こんなのアイ?




 彼女が選んだのは、木の実のキャラメルタルト、林檎タルト、ラ・フランスタルト。二人の珈琲とともに注文すると彼女に手のひらを向け

「ん、出せ」
「…?あぁ」

 スマホの写真を一緒に見る。

「全員同じ顔に見える」
「えーっ、それはちょっとおじさんっぽい発言だよ」
「愛実が一番可愛いな」
「いないし…ちゃんと見てる?」
「花嫁さえ劣ってる」
「…」
「本当に思って言ってるぞ。
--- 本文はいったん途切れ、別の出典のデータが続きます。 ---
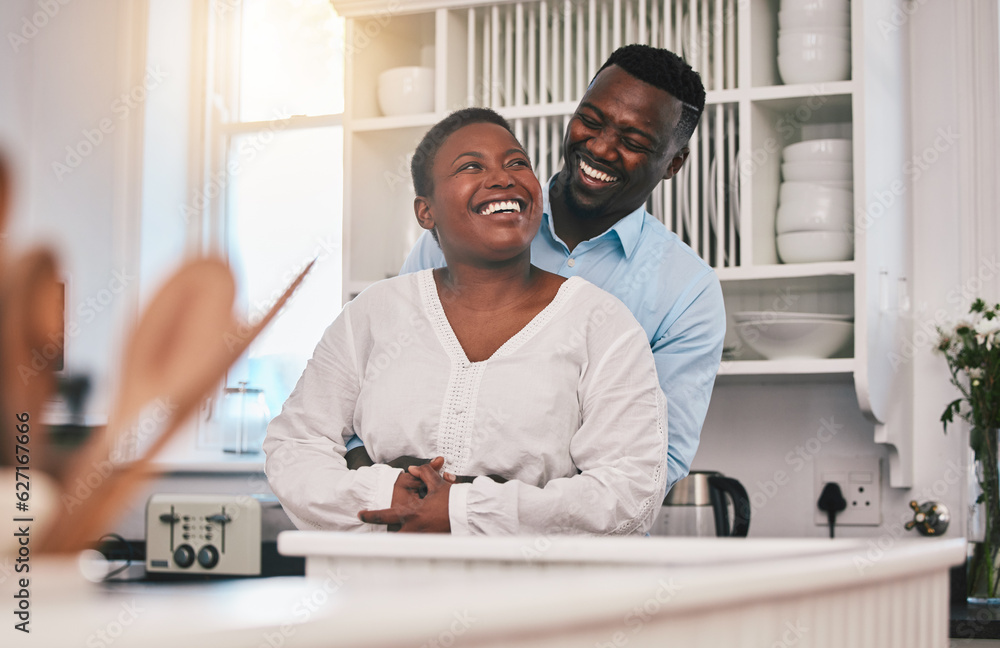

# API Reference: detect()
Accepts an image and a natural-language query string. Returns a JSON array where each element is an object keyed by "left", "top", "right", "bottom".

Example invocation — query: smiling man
[{"left": 386, "top": 45, "right": 726, "bottom": 488}]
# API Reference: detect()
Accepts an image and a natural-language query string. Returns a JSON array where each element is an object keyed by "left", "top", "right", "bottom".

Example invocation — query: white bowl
[
  {"left": 781, "top": 0, "right": 851, "bottom": 13},
  {"left": 781, "top": 162, "right": 853, "bottom": 182},
  {"left": 736, "top": 319, "right": 854, "bottom": 360},
  {"left": 777, "top": 232, "right": 854, "bottom": 263},
  {"left": 378, "top": 66, "right": 434, "bottom": 116},
  {"left": 778, "top": 31, "right": 851, "bottom": 55},
  {"left": 781, "top": 139, "right": 854, "bottom": 162},
  {"left": 778, "top": 47, "right": 851, "bottom": 85},
  {"left": 778, "top": 25, "right": 851, "bottom": 42},
  {"left": 778, "top": 9, "right": 851, "bottom": 29},
  {"left": 778, "top": 182, "right": 854, "bottom": 209},
  {"left": 774, "top": 200, "right": 854, "bottom": 234},
  {"left": 808, "top": 180, "right": 854, "bottom": 193},
  {"left": 733, "top": 310, "right": 854, "bottom": 324}
]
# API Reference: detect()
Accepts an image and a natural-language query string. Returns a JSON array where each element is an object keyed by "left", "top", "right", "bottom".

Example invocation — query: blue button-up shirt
[{"left": 400, "top": 177, "right": 726, "bottom": 490}]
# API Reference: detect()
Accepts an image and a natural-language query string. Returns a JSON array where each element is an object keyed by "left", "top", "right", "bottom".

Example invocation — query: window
[{"left": 194, "top": 0, "right": 344, "bottom": 449}]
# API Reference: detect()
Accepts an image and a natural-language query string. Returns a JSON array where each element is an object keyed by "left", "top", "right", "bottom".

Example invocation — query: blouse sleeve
[
  {"left": 449, "top": 322, "right": 667, "bottom": 535},
  {"left": 264, "top": 308, "right": 401, "bottom": 532}
]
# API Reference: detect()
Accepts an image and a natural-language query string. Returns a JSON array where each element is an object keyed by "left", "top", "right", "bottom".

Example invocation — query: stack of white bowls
[
  {"left": 778, "top": 0, "right": 851, "bottom": 84},
  {"left": 774, "top": 139, "right": 854, "bottom": 263}
]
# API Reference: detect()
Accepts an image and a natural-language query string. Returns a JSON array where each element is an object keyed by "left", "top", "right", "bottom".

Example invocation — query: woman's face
[{"left": 414, "top": 123, "right": 542, "bottom": 265}]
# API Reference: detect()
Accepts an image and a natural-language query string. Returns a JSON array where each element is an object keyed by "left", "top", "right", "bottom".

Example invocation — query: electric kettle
[{"left": 650, "top": 471, "right": 750, "bottom": 538}]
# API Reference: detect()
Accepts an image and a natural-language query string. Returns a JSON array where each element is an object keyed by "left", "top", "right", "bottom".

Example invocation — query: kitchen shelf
[
  {"left": 719, "top": 358, "right": 855, "bottom": 377},
  {"left": 746, "top": 81, "right": 856, "bottom": 101},
  {"left": 332, "top": 0, "right": 913, "bottom": 487},
  {"left": 715, "top": 261, "right": 856, "bottom": 283},
  {"left": 351, "top": 113, "right": 444, "bottom": 132}
]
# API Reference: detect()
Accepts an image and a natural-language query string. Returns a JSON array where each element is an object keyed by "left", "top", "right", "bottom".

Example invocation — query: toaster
[{"left": 146, "top": 493, "right": 261, "bottom": 576}]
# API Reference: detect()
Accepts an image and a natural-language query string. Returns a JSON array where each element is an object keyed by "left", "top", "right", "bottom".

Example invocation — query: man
[{"left": 348, "top": 45, "right": 726, "bottom": 489}]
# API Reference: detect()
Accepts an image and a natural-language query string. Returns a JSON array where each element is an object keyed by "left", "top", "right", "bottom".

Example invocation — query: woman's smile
[{"left": 418, "top": 123, "right": 542, "bottom": 263}]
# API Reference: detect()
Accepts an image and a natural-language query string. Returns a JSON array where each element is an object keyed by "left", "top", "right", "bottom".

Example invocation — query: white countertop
[{"left": 0, "top": 532, "right": 965, "bottom": 648}]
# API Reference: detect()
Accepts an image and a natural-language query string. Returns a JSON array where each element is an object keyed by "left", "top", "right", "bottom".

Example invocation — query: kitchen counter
[{"left": 0, "top": 532, "right": 965, "bottom": 648}]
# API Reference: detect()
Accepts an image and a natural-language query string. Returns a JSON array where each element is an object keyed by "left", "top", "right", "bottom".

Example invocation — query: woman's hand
[{"left": 358, "top": 457, "right": 451, "bottom": 533}]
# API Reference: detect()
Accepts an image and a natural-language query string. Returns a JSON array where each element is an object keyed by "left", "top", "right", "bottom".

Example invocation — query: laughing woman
[{"left": 264, "top": 108, "right": 667, "bottom": 535}]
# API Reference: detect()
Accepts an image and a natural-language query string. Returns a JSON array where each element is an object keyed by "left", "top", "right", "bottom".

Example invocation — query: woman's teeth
[
  {"left": 479, "top": 200, "right": 521, "bottom": 216},
  {"left": 580, "top": 160, "right": 618, "bottom": 182}
]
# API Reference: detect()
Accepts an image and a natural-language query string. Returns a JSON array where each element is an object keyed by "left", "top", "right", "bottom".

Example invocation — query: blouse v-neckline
[{"left": 418, "top": 268, "right": 583, "bottom": 365}]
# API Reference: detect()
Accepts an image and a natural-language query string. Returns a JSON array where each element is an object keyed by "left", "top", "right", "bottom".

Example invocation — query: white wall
[
  {"left": 0, "top": 0, "right": 136, "bottom": 411},
  {"left": 694, "top": 0, "right": 988, "bottom": 545}
]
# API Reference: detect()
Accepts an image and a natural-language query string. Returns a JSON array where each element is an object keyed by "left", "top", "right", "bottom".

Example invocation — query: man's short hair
[
  {"left": 594, "top": 45, "right": 705, "bottom": 146},
  {"left": 410, "top": 108, "right": 517, "bottom": 197}
]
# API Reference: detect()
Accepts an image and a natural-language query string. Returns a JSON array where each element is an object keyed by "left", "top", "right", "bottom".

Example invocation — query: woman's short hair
[
  {"left": 410, "top": 108, "right": 516, "bottom": 196},
  {"left": 594, "top": 45, "right": 705, "bottom": 146}
]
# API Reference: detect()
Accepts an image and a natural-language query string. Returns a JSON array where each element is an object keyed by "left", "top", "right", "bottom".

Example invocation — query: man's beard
[{"left": 549, "top": 168, "right": 608, "bottom": 220}]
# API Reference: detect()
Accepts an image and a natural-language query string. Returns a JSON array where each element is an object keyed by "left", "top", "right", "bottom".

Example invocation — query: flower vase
[{"left": 966, "top": 429, "right": 1000, "bottom": 603}]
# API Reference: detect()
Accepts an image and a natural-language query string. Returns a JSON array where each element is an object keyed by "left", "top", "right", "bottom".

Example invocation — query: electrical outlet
[{"left": 813, "top": 455, "right": 882, "bottom": 526}]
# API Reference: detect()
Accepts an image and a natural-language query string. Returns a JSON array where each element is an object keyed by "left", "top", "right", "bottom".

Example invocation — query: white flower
[{"left": 976, "top": 317, "right": 1000, "bottom": 338}]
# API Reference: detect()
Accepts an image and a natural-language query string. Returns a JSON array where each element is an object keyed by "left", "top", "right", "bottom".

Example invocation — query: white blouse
[{"left": 264, "top": 270, "right": 667, "bottom": 535}]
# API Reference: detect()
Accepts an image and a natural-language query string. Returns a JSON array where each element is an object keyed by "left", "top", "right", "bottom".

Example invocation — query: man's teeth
[
  {"left": 580, "top": 160, "right": 618, "bottom": 182},
  {"left": 479, "top": 200, "right": 521, "bottom": 216}
]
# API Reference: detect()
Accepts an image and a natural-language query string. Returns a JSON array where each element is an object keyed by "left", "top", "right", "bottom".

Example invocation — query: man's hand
[
  {"left": 386, "top": 455, "right": 432, "bottom": 470},
  {"left": 358, "top": 457, "right": 451, "bottom": 533},
  {"left": 344, "top": 446, "right": 375, "bottom": 470}
]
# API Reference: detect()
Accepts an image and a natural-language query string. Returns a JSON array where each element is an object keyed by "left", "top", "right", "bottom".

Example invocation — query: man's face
[{"left": 560, "top": 65, "right": 688, "bottom": 220}]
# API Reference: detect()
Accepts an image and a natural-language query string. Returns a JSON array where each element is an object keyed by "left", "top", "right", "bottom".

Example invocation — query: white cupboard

ドレスアップした奴らより今日のセーターにスカートの愛実の方が良いだろ?」

 黒いショート丈セーターにグレーのペンシルスカートというシンプルな格好だが、そのスカートのハイウエストとヒップから腿にかけての絞られ方が彼女のスタイルの良さを際立てている。そしてパールのピアスが似合っており、写真の中のどの女より良い女だと思う。

「幸せそうだね…おめでとう一華」
 
 小さく呟き画面を暗く落とした愛実の額を軽く指で弾く。

「っ…た」
「お人好し過ぎ」

 額を押さえた愛実に言ったところで珈琲とタルトが運ばれてきた。

「すごく美味しそう…」
 
 額を押さえたまま言う彼女に笑いそうになりながらラ・フランスのタルトを一切れフォークに取ると口の前に運んでやる。